At age 20 on August 29, 1942, Nakpil married her prisoner-of-war bridegroom whom she fondly called Toto, and started living with her in-laws on Gen. Luna St. in Paco, Manila.

 

In that household was her husband’s famous grandmother, Maria Rizal, favorite sister of the national hero.

 

Nakpil’s marital bliss was short-lived. Less than three years after that marriage, she lost almost everything in the war: her first husband, her home, all the family’s resources.

 

Her parents and her brother became destitute.

 

At age 22 she was a widow with two children to raise.

 

The inevitable

 

Nakpil’s second book in the trilogy, “Legends & Adventures,” focused on her post-World War II life as war widow, reporter, editorial columnist and Marcos official. Here she sums up another life as mother of the country’s first Miss International, Gemma Guererro Cruz, and the rise and fall of Marcos, among others.

 

Casually she tarried on the International Cancer Ball, where she danced with Hollywood actor Gregory Peck at the Manila Hilton.

 

With her last book, “Exeunt,” Nakpil confronts the inevitable: “I have come to the conclusion that old age is really just a form of slow death. That’s probably why people say that ‘the good die young.’ They die swiftly, in their prime. The other kind, ‘the poor sinners’ like me, hang on, unaware that the series of minute changes, difficulties, disappearances that occur with increasing regularity, a tooth missing, a bone breaking, a sudden ache, a mysterious weakening are really part of the inevitable final dissolution.”

 

But not before she takes pride in her grandsons who represent the new generation.

 

For now, Nakpil likes to call herself the condo-dweller in First World Makati. She is all alone most of the time, waiting for what she said fellow Catholics loved to invoke as “the hour of our death.”

 

Last week, the CGN Group met to quietly celebrate Nakpil’s 93rd birthday without the honoree.

 

As was the ritual, the gathering started with a tribute from a Rizalist in the group, Prof.

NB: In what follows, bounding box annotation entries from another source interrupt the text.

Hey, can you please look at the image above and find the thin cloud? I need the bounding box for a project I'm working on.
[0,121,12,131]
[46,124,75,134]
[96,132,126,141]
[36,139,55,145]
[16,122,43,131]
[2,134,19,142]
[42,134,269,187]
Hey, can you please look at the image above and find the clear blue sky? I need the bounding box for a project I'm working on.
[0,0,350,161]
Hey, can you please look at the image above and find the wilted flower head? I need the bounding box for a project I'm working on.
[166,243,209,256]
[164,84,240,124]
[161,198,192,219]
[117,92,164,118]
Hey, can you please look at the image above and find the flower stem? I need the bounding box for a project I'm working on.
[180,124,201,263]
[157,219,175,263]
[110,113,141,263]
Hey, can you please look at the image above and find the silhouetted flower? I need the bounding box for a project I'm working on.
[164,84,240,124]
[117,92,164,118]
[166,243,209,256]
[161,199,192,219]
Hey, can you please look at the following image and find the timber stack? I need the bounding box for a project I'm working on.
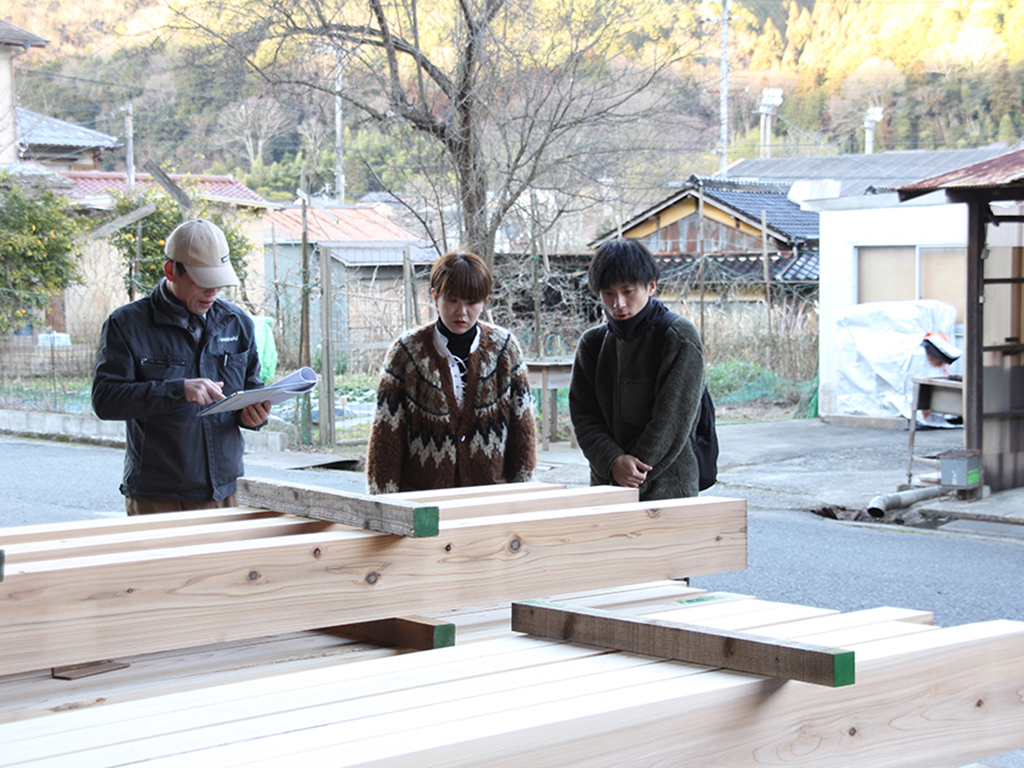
[0,480,1024,768]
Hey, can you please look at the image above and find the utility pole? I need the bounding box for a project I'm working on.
[718,0,731,176]
[124,101,142,301]
[334,47,345,206]
[298,168,312,445]
[124,101,135,195]
[758,88,782,158]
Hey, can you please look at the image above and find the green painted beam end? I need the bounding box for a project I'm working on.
[833,650,856,688]
[413,507,440,539]
[434,624,455,648]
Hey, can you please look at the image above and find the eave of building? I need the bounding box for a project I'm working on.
[588,185,794,248]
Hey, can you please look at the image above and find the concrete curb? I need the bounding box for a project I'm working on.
[0,410,288,452]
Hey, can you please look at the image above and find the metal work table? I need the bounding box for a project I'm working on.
[906,377,964,485]
[526,360,577,451]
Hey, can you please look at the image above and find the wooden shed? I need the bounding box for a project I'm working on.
[898,150,1024,492]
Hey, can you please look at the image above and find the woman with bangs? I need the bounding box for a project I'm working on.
[367,252,537,494]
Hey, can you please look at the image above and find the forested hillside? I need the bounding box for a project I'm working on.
[8,0,1024,249]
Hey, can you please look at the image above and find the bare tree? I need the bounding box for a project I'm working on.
[167,0,712,262]
[218,97,293,171]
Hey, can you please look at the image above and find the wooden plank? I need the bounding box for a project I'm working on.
[646,600,839,632]
[2,515,334,564]
[437,485,640,520]
[384,481,565,504]
[0,498,746,675]
[512,600,855,688]
[8,622,1024,768]
[238,477,438,539]
[331,616,456,650]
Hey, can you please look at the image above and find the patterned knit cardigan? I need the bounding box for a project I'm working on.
[367,323,537,494]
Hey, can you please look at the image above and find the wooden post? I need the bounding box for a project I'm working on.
[316,248,335,445]
[964,199,989,454]
[761,210,772,336]
[296,169,313,445]
[697,185,707,344]
[512,600,854,688]
[401,246,414,331]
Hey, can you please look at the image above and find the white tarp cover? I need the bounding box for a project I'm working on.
[836,299,956,419]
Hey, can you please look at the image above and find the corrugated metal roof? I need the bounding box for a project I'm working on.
[14,106,121,151]
[705,186,818,242]
[321,241,437,266]
[899,150,1024,200]
[655,251,818,283]
[0,19,49,48]
[263,207,420,244]
[727,144,1009,197]
[62,171,267,208]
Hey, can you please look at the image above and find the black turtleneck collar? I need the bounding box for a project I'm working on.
[606,298,669,341]
[437,317,476,362]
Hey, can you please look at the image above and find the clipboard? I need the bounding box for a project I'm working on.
[199,367,316,416]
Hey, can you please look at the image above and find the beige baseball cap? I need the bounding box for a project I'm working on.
[164,219,239,289]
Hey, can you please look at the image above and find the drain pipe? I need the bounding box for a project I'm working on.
[867,485,948,517]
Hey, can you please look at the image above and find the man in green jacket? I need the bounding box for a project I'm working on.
[569,239,705,501]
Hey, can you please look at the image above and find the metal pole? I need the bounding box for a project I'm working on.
[401,246,415,331]
[298,169,313,445]
[718,0,731,176]
[334,48,345,206]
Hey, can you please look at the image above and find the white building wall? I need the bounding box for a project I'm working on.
[0,45,20,165]
[815,193,967,416]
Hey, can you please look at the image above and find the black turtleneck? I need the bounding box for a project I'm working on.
[608,298,669,341]
[437,317,476,362]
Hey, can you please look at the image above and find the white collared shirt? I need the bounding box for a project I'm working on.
[434,325,480,408]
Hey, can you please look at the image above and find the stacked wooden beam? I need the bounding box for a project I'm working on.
[0,484,1024,768]
[0,485,746,674]
[0,584,1024,768]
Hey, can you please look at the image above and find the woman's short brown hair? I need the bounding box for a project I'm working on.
[430,251,492,303]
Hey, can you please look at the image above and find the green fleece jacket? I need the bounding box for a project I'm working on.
[569,317,705,501]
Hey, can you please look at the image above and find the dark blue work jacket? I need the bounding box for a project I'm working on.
[92,281,263,501]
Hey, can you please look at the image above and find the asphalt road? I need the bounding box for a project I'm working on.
[0,437,1024,768]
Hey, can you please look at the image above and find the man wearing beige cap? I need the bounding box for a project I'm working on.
[92,219,270,515]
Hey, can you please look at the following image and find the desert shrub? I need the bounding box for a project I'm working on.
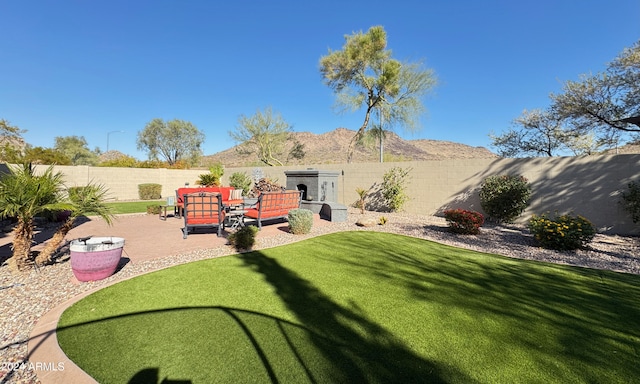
[229,172,253,196]
[355,187,369,214]
[227,225,259,251]
[251,178,285,197]
[529,215,596,251]
[620,181,640,223]
[138,183,162,200]
[288,209,313,235]
[444,208,484,235]
[480,175,531,223]
[381,167,411,212]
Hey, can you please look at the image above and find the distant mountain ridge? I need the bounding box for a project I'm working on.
[204,128,498,167]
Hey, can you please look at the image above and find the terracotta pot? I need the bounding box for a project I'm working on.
[70,237,124,281]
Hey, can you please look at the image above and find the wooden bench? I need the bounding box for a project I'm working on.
[182,192,225,239]
[244,191,302,229]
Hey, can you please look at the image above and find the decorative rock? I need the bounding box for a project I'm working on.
[356,217,378,227]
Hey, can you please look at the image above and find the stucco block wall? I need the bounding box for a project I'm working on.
[28,155,640,234]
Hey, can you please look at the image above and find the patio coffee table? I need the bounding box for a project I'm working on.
[227,209,247,229]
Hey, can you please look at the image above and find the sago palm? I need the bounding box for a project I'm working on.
[36,184,114,265]
[0,164,68,271]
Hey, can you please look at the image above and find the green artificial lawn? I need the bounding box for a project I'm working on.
[58,232,640,383]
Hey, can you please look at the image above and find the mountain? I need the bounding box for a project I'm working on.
[203,128,498,167]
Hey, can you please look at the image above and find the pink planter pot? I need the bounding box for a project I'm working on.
[70,237,124,281]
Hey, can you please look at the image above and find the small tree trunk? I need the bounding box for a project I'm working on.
[36,216,76,265]
[9,219,33,272]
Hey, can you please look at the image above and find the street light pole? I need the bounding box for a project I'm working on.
[107,131,124,152]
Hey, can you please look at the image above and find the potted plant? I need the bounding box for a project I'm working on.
[70,237,124,281]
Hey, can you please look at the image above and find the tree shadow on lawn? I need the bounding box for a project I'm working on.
[240,252,474,383]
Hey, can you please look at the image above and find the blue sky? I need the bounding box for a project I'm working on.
[0,0,640,159]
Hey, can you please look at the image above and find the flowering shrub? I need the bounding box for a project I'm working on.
[480,175,531,223]
[444,209,484,235]
[529,215,596,251]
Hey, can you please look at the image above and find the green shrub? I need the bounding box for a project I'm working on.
[196,162,224,187]
[229,172,253,196]
[381,167,411,212]
[288,209,313,235]
[444,208,484,235]
[480,175,531,223]
[355,187,369,214]
[138,183,162,200]
[227,225,259,251]
[529,215,596,251]
[620,181,640,223]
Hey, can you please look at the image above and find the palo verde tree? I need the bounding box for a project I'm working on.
[550,40,640,146]
[320,26,436,161]
[137,119,205,165]
[0,119,26,163]
[229,107,291,166]
[489,109,579,157]
[53,136,99,165]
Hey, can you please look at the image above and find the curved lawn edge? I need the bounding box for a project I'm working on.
[59,231,640,382]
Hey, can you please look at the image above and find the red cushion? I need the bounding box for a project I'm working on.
[186,215,220,225]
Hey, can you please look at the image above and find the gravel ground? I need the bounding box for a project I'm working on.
[0,210,640,383]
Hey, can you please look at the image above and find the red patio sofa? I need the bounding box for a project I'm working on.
[182,192,225,239]
[176,187,244,215]
[244,191,302,229]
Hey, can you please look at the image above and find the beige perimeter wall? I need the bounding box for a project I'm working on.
[28,155,640,234]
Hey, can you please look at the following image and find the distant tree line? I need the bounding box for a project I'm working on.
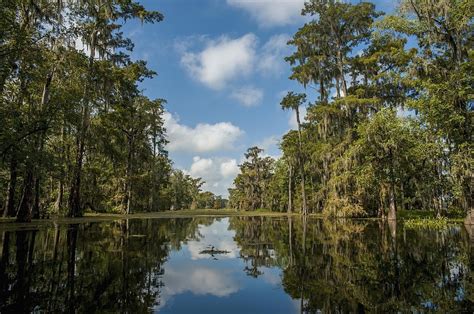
[0,0,226,221]
[229,0,474,218]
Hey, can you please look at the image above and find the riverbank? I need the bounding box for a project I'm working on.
[0,209,464,225]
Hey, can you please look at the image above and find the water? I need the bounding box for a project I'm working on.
[0,217,474,314]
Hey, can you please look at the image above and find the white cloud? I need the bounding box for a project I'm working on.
[164,112,244,153]
[180,33,292,89]
[231,86,263,107]
[227,0,305,27]
[181,33,257,89]
[258,34,291,76]
[187,156,239,196]
[221,159,239,178]
[288,107,306,130]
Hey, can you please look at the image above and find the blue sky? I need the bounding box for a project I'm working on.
[124,0,396,196]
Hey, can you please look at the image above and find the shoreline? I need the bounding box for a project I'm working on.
[0,209,463,227]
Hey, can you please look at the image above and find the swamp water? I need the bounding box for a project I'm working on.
[0,217,474,314]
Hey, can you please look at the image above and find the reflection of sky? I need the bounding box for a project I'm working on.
[155,218,297,314]
[186,218,239,260]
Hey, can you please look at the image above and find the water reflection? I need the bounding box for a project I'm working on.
[0,217,474,313]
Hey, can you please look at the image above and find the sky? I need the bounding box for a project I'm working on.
[123,0,397,196]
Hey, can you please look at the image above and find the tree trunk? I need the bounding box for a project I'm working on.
[54,121,65,213]
[388,149,397,220]
[288,163,293,214]
[16,165,34,222]
[3,155,18,217]
[295,107,308,215]
[123,135,134,214]
[68,32,97,217]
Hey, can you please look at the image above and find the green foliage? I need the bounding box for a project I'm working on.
[0,0,226,221]
[232,0,474,218]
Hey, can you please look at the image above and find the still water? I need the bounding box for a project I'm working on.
[0,217,474,314]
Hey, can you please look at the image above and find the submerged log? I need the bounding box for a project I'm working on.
[199,246,230,256]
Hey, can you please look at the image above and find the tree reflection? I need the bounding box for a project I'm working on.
[0,216,474,313]
[231,217,473,313]
[0,219,208,313]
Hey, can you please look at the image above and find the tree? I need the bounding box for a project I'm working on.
[281,92,308,215]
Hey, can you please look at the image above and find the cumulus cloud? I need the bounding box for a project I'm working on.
[221,159,239,178]
[258,34,291,76]
[186,156,239,196]
[181,33,257,89]
[227,0,305,27]
[180,33,291,90]
[164,112,244,153]
[231,86,263,107]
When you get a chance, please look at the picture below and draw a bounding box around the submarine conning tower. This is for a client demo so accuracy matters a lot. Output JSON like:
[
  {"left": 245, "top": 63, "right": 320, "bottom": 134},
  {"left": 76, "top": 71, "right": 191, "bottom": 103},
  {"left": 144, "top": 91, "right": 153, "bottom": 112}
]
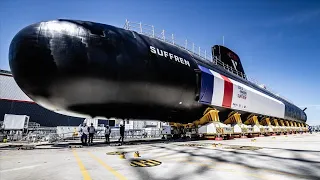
[{"left": 9, "top": 19, "right": 306, "bottom": 122}]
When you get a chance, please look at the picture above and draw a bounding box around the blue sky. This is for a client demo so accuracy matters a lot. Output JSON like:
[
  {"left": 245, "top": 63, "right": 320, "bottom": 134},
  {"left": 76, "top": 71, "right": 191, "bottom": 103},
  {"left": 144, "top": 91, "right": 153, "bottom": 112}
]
[{"left": 0, "top": 0, "right": 320, "bottom": 124}]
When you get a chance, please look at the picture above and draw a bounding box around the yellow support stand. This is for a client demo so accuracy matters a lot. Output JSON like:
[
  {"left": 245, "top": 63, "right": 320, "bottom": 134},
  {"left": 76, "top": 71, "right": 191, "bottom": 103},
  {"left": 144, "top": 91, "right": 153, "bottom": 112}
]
[
  {"left": 224, "top": 112, "right": 242, "bottom": 125},
  {"left": 285, "top": 121, "right": 290, "bottom": 127},
  {"left": 289, "top": 121, "right": 294, "bottom": 127},
  {"left": 260, "top": 117, "right": 270, "bottom": 126},
  {"left": 271, "top": 119, "right": 279, "bottom": 126}
]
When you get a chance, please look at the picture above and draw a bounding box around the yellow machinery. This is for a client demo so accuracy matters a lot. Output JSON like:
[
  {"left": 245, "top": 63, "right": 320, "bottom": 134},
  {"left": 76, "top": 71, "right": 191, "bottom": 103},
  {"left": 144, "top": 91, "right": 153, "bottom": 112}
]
[
  {"left": 271, "top": 118, "right": 281, "bottom": 134},
  {"left": 224, "top": 111, "right": 248, "bottom": 135},
  {"left": 244, "top": 114, "right": 260, "bottom": 134},
  {"left": 260, "top": 117, "right": 275, "bottom": 134}
]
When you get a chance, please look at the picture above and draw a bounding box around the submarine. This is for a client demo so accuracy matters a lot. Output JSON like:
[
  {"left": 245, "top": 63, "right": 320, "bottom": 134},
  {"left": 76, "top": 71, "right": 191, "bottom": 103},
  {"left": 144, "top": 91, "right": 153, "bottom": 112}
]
[{"left": 9, "top": 19, "right": 307, "bottom": 123}]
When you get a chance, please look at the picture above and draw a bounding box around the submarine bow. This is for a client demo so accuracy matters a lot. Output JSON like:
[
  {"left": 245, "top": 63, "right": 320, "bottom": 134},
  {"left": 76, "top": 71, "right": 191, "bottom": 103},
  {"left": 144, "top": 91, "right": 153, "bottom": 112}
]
[{"left": 9, "top": 19, "right": 306, "bottom": 122}]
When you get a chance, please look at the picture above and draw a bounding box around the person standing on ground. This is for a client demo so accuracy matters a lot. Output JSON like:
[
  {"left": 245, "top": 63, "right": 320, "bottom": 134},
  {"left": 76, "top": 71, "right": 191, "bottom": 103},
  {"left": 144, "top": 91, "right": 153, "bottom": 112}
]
[
  {"left": 80, "top": 123, "right": 89, "bottom": 145},
  {"left": 89, "top": 123, "right": 96, "bottom": 144},
  {"left": 119, "top": 125, "right": 124, "bottom": 145},
  {"left": 104, "top": 125, "right": 111, "bottom": 144}
]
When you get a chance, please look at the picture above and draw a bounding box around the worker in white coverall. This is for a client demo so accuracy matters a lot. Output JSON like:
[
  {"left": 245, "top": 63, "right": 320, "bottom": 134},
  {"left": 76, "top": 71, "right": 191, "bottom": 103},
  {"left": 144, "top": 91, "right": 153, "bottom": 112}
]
[
  {"left": 89, "top": 123, "right": 96, "bottom": 144},
  {"left": 80, "top": 123, "right": 89, "bottom": 145},
  {"left": 104, "top": 125, "right": 111, "bottom": 144}
]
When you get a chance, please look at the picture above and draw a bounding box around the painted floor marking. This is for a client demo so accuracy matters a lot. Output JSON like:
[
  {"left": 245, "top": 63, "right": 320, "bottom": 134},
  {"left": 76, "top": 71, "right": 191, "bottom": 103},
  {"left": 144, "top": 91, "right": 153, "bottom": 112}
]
[
  {"left": 88, "top": 152, "right": 127, "bottom": 180},
  {"left": 72, "top": 149, "right": 91, "bottom": 180}
]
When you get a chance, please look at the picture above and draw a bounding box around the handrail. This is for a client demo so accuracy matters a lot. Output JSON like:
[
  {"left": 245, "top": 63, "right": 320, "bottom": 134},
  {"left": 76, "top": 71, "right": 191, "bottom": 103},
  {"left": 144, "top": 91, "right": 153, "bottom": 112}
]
[{"left": 124, "top": 20, "right": 293, "bottom": 103}]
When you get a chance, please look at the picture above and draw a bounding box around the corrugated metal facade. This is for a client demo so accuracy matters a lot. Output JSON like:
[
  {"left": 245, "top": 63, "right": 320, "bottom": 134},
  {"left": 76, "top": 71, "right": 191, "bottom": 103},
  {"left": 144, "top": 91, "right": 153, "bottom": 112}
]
[{"left": 0, "top": 74, "right": 86, "bottom": 127}]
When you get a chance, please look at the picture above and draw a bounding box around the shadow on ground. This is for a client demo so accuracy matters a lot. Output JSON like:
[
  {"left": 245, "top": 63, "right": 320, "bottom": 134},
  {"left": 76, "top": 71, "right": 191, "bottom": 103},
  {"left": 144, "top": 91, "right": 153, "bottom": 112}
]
[{"left": 117, "top": 144, "right": 320, "bottom": 180}]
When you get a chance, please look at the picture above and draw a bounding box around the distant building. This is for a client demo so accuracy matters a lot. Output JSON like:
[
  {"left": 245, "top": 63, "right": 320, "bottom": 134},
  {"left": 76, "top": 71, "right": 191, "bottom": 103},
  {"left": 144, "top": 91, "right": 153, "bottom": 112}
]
[
  {"left": 0, "top": 70, "right": 115, "bottom": 127},
  {"left": 0, "top": 70, "right": 160, "bottom": 129}
]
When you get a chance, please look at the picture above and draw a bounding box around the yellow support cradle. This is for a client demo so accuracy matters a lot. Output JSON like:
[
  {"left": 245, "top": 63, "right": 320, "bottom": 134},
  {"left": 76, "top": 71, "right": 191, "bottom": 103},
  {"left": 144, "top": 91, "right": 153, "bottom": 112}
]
[
  {"left": 244, "top": 114, "right": 260, "bottom": 126},
  {"left": 223, "top": 111, "right": 242, "bottom": 125}
]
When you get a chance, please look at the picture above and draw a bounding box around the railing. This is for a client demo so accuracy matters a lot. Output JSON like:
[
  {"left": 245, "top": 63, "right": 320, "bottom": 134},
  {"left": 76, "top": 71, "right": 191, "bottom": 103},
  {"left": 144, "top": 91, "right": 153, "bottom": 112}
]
[{"left": 124, "top": 20, "right": 292, "bottom": 103}]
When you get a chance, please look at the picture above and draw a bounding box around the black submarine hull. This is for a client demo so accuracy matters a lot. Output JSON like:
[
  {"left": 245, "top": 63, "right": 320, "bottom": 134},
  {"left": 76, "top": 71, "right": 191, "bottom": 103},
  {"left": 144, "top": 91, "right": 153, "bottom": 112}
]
[{"left": 9, "top": 20, "right": 306, "bottom": 123}]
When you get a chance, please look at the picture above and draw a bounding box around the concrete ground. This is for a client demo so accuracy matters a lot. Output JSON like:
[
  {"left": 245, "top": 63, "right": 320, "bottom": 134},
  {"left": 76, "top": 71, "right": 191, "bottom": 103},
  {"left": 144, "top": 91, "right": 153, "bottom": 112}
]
[{"left": 0, "top": 134, "right": 320, "bottom": 180}]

José David Lapuz, who summed up CGN’s life as writer and historian.

 

While she is appreciative of the respect and the high regard with which she is held in the country, especially by this circle, I noticed that CGN is embarrassed by dinner speeches.

 

She turns 93 today, July 19, and she will spend the day with her family. But as she is wont to, she prefers everything low-key and very private.

 

Very youthful

 

A fan and friend of the family, painter and writer Marivic Rufino, recalls the last time she visited Nakpil which was just a few weeks back.

 

“She looks very youthful with her fair, clear complexion. No wrinkles and lines. No veins on her hands. Really amazing! She is always well-dressed and chic, with impeccable hair and light makeup,” says Rufino, who adds that Nakpil usually talks about history and is fond of sharing family vignettes.

 

“She remains sharp and witty and is apt to add some spicy comments. She is still planning to write a book but I’m not sure if she has done it. But most of all, she still has a great sense of humor. I usually greet her on her feast day, Nuestra Señora del Carmen, on July 16. I remember her birthday 20 years ago. She hosted a very nice luncheon with friends at the InterCon Hotel Skytop where I was then working as InterCon banquet manager. The big earthquake happened right after lunch,” Rufino recalls.

 

Two years ago, when Nakpil was around to join the CGN Group, we celebrated her birthday with a champagne toast.

 

Indeed, she liked good champagne!

 

As I made my awkward toast (the country bumpkin in me was hard to conceal), lines from her book reverberated in my mind, with her saying she had finally understood many things, both small and huge, fripperies and profundities.

 

“We Filipinos draw our endless patience, our good nature and our trust in God’s master plan from a simple unshakable faith,” says Nakpil.

 

From the life of Teresa of Ávila, she quotes: “Nada te turbe. Nada te espante. Let nothing disturb or frighten you. Everything passes. God never changes. Solo Dios basta. God alone suffices. No longer restless or fractured, rid at last of all strange gods, this very old heart withdraws into peace.”